Wake up to make this on a lazy Sunday morning. Spend about fifteen minutes throwing it together, then sit down with a friend or loved one to enjoy the zingy jolt of chili and rice in the morning. While you cut through the runny yolk of the fried egg and watch it seep into the crisped rice underneath, take a moment to appreciate the drumbeat of a world in perpetual movement.
Heat oil in a large wok or large non-stick frying pan. Add garlic, dried chili flakes, half of the sesame seeds, half of the spring onions, and stir fry for about one minute. Add the leftover vegetables and stir-fry for another minute. Add rice, stir-fry for two to three minutes (or until heated through). Add the rice vinegar and soy sauce, keep stirring for another minute or two and transfer to a bowl. Fry the two eggs in a non-stick frying pan, preferably sunny side up. Make sure to cook the egg white through, but keep the yolk nice and runny. Place your eggs on top of the rice. Sprinkle with the remaining sesame seeds and spring onions. Serve with a dollop of sambal on the side. Enjoy!
'Anything Goes' Breakfast Fried Rice
Heat oil in a large wok or large non-stick frying pan.
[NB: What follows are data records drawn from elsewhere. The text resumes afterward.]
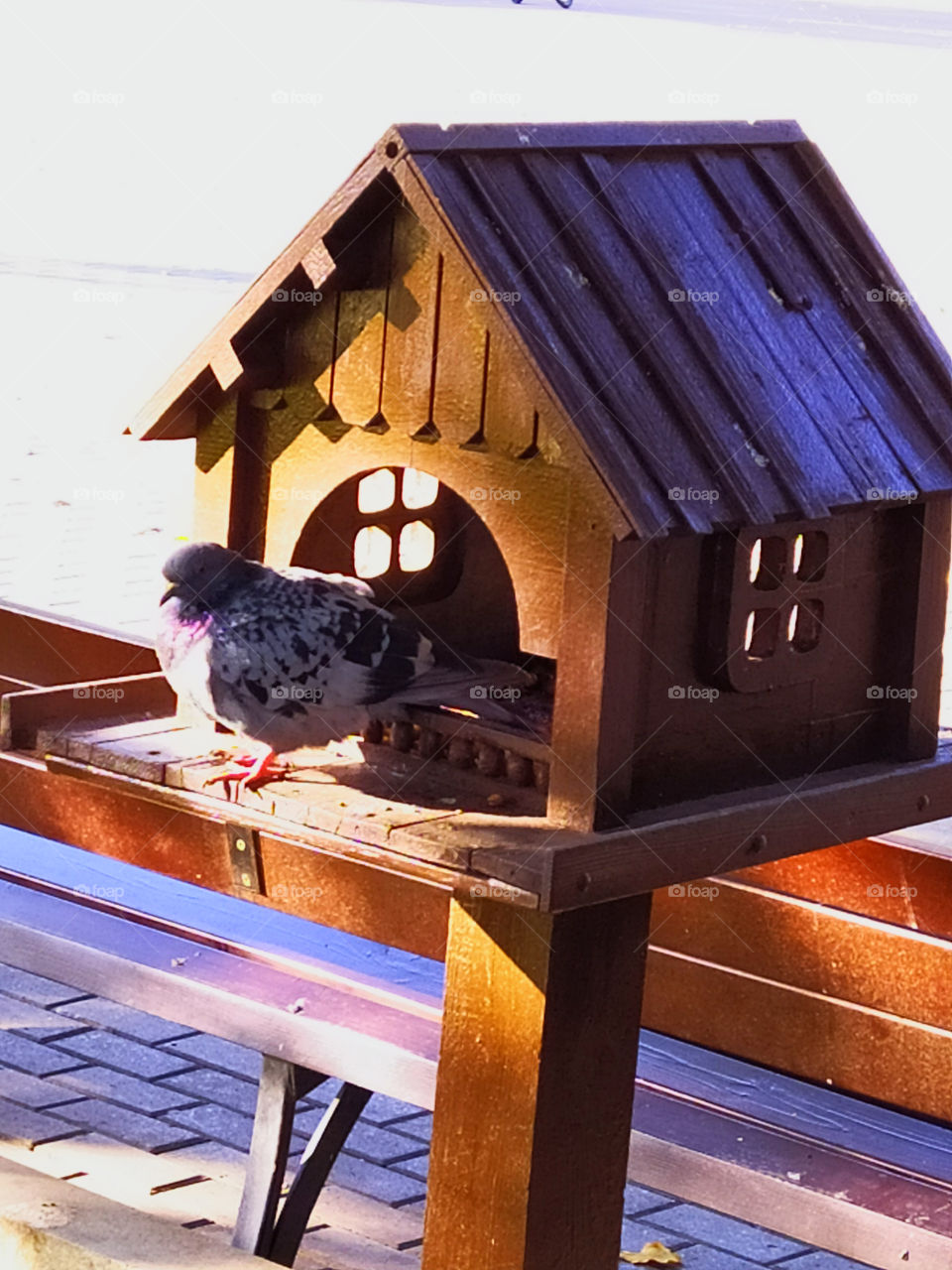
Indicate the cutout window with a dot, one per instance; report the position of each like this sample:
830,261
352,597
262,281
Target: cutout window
390,538
778,583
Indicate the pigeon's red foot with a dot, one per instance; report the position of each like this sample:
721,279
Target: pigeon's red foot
262,769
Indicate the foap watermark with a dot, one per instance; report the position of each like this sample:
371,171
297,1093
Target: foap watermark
892,495
98,693
688,296
690,96
296,693
890,96
887,693
295,296
96,296
91,494
99,892
692,693
494,693
494,494
285,892
495,298
493,890
689,494
96,96
294,96
889,296
493,96
295,494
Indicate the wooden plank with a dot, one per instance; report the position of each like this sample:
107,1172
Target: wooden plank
42,648
359,354
601,663
906,884
869,1052
805,945
413,307
24,714
336,1030
534,1087
461,353
722,833
376,894
828,1218
598,136
925,680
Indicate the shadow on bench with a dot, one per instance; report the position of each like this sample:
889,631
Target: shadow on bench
711,1129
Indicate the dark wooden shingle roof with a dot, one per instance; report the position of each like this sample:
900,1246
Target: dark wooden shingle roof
703,300
710,309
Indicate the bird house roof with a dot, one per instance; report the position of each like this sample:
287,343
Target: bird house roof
703,304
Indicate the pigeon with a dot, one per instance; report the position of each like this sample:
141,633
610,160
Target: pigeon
293,657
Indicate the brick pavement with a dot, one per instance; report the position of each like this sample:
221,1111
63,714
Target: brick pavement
153,1115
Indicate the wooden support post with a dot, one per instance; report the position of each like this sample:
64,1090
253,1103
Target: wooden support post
535,1086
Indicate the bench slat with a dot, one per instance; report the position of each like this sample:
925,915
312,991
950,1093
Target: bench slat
336,1032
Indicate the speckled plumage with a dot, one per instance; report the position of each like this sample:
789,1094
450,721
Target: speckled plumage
294,657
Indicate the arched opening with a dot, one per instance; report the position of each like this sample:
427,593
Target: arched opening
422,550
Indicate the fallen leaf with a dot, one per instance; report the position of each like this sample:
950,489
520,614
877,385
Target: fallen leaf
653,1255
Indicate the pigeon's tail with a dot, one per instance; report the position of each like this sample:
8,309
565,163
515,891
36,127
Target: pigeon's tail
480,685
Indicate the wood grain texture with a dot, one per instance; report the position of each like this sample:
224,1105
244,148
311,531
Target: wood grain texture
724,833
403,903
42,648
535,1087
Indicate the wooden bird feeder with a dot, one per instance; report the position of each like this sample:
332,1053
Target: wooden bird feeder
620,400
645,408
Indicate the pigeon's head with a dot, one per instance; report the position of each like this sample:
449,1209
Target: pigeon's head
203,574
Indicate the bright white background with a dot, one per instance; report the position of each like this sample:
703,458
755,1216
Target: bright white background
155,157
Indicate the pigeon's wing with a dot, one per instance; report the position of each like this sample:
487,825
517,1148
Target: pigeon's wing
296,572
309,640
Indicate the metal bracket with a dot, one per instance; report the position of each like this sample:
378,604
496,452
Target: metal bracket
244,857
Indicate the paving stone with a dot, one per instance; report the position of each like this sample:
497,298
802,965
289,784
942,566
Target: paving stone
23,1015
701,1256
227,1091
419,1127
640,1199
31,1091
157,1184
821,1261
636,1234
417,1167
382,1109
725,1232
384,1184
349,1210
209,1120
127,1056
27,1128
103,1082
343,1250
30,1056
123,1019
128,1127
365,1139
218,1162
35,987
220,1053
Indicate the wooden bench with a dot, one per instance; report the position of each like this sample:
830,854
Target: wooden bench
707,1128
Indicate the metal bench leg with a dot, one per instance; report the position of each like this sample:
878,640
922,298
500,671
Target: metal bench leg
316,1162
281,1086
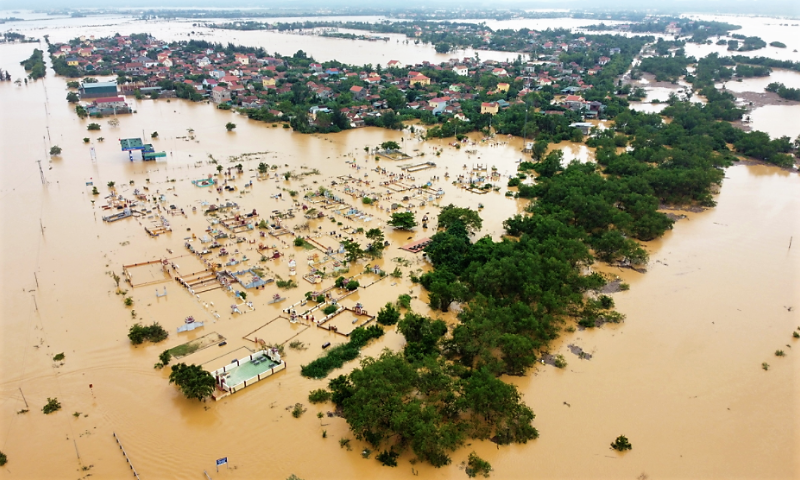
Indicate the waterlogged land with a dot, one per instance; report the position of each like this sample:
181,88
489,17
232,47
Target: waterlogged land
697,353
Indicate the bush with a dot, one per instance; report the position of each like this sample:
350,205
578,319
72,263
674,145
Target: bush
477,466
53,405
319,396
298,410
621,444
404,301
388,315
388,458
559,361
153,333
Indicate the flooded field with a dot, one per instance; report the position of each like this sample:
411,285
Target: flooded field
681,377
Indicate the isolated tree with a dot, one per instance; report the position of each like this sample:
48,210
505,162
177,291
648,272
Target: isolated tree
403,220
193,381
376,248
390,145
469,218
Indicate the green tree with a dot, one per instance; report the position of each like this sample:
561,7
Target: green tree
390,145
375,248
452,214
388,315
193,380
402,220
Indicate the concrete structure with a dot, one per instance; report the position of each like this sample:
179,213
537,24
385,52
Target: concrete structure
99,90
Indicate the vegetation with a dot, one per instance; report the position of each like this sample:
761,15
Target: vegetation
155,333
388,315
35,65
319,396
402,220
53,405
298,410
621,444
477,466
193,380
336,356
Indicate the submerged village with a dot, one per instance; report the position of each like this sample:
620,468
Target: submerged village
398,289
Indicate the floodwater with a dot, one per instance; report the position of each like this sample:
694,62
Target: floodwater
682,377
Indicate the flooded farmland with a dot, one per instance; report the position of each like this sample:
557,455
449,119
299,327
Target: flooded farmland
681,377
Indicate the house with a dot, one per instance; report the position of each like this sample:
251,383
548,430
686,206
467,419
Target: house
574,102
358,92
220,95
438,104
419,79
490,107
110,102
461,70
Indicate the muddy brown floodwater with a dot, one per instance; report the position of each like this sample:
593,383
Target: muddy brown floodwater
681,377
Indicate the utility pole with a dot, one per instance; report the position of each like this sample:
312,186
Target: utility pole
41,172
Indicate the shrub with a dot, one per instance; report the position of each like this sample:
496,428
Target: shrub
298,410
621,444
388,458
319,396
477,466
559,361
155,333
53,405
404,301
388,315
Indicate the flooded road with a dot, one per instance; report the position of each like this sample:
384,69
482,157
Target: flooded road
681,378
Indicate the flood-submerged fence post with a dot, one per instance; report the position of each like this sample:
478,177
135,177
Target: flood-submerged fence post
127,459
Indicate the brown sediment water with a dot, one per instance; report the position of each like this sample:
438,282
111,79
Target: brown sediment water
682,377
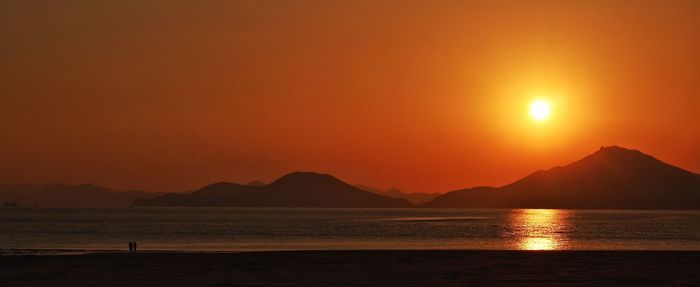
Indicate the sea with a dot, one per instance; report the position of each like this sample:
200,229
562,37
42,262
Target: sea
31,230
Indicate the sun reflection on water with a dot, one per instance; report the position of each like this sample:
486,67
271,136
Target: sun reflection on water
539,229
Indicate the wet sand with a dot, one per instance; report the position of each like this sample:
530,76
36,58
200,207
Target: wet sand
356,268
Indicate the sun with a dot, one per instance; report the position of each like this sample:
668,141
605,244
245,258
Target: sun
540,110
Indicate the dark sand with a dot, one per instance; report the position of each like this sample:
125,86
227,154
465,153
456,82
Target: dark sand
357,268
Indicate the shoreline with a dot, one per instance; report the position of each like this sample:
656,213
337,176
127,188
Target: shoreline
356,268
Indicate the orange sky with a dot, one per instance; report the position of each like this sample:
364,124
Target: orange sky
421,95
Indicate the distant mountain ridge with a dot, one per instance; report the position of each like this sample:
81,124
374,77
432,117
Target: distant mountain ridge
415,197
610,178
297,189
613,177
68,196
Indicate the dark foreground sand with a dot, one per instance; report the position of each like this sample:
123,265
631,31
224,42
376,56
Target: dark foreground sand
356,268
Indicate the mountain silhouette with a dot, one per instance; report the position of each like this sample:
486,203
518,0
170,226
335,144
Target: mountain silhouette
69,196
297,189
612,177
416,197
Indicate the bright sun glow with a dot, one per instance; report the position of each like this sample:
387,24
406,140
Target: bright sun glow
539,110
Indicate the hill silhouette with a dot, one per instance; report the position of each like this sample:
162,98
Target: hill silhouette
416,197
69,196
298,189
612,177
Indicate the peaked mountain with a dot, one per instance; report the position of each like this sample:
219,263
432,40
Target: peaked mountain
416,198
68,196
613,177
298,189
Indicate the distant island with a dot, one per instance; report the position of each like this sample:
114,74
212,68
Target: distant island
611,178
297,189
68,196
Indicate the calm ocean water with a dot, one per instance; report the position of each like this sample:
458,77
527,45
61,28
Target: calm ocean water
234,229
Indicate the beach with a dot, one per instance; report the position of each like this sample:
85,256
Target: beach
356,268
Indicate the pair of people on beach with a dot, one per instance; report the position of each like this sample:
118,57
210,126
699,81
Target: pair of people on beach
132,247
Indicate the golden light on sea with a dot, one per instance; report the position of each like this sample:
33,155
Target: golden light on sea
540,229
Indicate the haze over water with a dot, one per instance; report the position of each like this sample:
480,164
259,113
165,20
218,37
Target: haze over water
238,229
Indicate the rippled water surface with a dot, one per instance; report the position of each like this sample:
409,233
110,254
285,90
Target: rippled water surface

Add garlic, dried chili flakes, half of the sesame seeds, half of the spring onions, and stir fry for about one minute.
Add the leftover vegetables and stir-fry for another minute.
Add rice, stir-fry for two to three minutes (or until heated through).
Add the rice vinegar and soy sauce, keep stirring for another minute or two and transfer to a bowl.
Fry the two eggs in a non-stick frying pan, preferably sunny side up. Make sure to cook the egg white through, but keep the yolk nice and runny.
Place your eggs on top of the rice. Sprinkle with the remaining sesame seeds and spring onions.
Serve with a dollop of sambal on the side. Enjoy!